Pastor Wiley Drake and the Atomic Dog: The Saga Continues
moiv printable version print page     Bookmark and Share
Tue May 08, 2007 at 04:16:33 PM EST
Photo Sharing and Video Hosting at PhotobucketPhoto Sharing and Video Hosting at PhotobucketFrederick Clarkson has written at Talk to Action and elsewhere of the ongoing controversy surrounding reports that the 2nd Vice-President of the Southern Baptist Convention, Wiley Drake, signed a Declaration of Support for James Kopp -- the Army of God's "Atomic Dog" and the confessed murderer of Dr. Barnett Slepian.

What public figures do when they get caught doing or saying something controversial is endlessly interesting. Sometimes they puff on a big cigar and blow smoke in your face. Sometimes they try to nuance their way out of it. Sometimes they toss out a series of evasions, red herrings and other distractions. Sometimes they just lie. This brings us to the strange case of Rev. Wiley Drake, a national vice president of the Southern Baptist Convention (SBC). It was recently reported and widely blogged that he had signed onto a Declaration of Support for the confessed assassin of an abortion provider; and that the endorsement is featured on the web site of a domestic terror organization, the Army of God.

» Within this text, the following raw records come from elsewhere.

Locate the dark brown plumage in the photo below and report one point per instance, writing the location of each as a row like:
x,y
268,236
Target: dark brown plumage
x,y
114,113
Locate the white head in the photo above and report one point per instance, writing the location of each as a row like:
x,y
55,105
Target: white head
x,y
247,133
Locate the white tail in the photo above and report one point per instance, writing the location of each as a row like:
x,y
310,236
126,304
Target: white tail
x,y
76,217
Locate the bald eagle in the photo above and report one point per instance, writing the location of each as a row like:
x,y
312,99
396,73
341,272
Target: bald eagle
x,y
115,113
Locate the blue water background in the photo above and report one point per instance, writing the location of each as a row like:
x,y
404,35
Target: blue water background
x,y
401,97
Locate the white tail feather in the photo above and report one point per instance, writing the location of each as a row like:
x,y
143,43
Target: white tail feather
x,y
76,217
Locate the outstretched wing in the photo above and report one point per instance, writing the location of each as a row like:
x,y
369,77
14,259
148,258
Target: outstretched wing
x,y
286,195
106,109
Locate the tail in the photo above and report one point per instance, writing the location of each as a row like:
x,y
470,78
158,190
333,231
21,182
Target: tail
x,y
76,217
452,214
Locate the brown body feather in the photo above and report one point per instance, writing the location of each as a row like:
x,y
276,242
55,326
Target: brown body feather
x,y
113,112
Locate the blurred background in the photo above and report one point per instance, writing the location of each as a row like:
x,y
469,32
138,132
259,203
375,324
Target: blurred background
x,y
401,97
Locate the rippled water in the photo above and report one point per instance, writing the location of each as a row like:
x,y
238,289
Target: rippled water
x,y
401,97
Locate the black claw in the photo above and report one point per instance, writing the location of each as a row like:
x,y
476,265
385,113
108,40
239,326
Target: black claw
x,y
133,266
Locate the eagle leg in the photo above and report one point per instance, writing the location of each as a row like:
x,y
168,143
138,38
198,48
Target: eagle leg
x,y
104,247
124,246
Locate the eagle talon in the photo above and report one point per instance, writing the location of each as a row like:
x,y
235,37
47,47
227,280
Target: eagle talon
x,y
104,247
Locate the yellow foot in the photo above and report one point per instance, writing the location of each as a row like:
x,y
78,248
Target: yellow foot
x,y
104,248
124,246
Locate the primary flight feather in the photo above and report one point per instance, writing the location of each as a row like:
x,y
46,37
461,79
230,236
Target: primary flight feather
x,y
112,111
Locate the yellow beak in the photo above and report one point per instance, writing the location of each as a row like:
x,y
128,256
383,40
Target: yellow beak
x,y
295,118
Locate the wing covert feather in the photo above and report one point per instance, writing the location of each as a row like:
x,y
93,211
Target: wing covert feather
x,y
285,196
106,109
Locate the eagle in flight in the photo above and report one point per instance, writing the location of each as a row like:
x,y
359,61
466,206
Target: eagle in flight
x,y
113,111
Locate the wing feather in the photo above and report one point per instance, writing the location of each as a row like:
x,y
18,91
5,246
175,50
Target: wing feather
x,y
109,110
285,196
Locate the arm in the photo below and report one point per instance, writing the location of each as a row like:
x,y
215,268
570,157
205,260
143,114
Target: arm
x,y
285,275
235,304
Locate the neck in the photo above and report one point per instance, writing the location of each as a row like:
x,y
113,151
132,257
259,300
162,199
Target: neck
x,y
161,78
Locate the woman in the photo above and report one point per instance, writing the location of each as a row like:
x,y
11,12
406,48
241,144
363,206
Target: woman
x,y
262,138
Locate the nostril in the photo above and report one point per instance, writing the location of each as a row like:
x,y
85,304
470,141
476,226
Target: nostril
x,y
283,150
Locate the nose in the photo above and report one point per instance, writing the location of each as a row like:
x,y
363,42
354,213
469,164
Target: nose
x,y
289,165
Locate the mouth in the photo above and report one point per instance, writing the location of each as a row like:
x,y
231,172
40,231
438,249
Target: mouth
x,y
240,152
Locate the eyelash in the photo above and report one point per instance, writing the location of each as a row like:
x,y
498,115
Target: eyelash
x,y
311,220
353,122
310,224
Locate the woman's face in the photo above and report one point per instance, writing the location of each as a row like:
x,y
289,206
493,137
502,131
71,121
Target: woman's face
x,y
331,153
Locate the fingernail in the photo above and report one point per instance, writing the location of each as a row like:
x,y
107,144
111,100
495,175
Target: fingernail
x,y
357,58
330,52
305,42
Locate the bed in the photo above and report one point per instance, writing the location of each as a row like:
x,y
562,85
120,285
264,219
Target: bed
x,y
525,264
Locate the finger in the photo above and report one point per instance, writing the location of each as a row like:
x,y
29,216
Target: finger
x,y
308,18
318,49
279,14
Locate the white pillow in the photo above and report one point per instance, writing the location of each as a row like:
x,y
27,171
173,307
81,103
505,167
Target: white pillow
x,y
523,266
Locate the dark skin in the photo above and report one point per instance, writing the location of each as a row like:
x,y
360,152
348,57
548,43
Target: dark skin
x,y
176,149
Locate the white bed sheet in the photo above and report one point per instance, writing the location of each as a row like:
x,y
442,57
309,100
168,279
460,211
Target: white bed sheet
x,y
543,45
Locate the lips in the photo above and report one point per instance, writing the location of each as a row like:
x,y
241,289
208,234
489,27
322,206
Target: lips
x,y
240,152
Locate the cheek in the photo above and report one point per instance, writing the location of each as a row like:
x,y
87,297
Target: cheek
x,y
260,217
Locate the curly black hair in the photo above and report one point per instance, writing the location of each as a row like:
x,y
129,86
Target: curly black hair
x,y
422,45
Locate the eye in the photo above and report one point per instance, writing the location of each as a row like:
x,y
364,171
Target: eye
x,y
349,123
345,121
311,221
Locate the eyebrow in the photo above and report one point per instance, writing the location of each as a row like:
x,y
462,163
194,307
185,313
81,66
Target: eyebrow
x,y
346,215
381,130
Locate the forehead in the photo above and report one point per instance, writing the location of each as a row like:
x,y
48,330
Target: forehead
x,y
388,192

Rev. Drake has issued a denial via at least two of his SBC political allies, Wade Burleson and Art Rogers, who are now calling for apologies all around.

But on the Internet, nothing ever really goes away -- and existing evidence makes the Rev. Drake's explanation sound almost as hard to understand as any justification for supporting James Kopp in the first place.

The Rev. Drake has issued a denial that paints him as the most pitifully uninformed anti-abortion activist in the country.

I did not sign any such document and anyone who says I did is a telling a lie.

Until a friend called me about this I had never heard of nor did I know who James Kopp is.

My stand against killing babies has not changed. I am against killing babies.

Killing a doctor that is a baby killer is never right. Two wrongs do not make murder right.

Please hear my heart, I am deeply sadden about our killing of babies, and all those who do so will face an angry God; but that's God's business not mine.

Dr. Wiley S. Drake Sr.

Drake's name has now been scrubbed from the Declaration of Support for James Kopp hosted online by the Army of God (AOG). Prior to May 5, Drake's signature on that document also bore this comment:

"The price of blood is high. Some will pay high, and some will pay low, but pay, we all will for the 40 million babies we have killed. God bless you my brother as you serve Him, and His little ones."  

And on the first edition of the declaration, inspired and hosted by Steve Wetzel of Missionaries to the Unborn (MTTU) in January, 2003, Drake's signature and comment still remain.

Ethics Daily reports on the origin of the declaration, as provided by Steve Wetzel.

Wetzel said in an e-mail that no one actually "signed" the declaration, which existed only online. He said he added names as he received e-mails from those wishing to sign on.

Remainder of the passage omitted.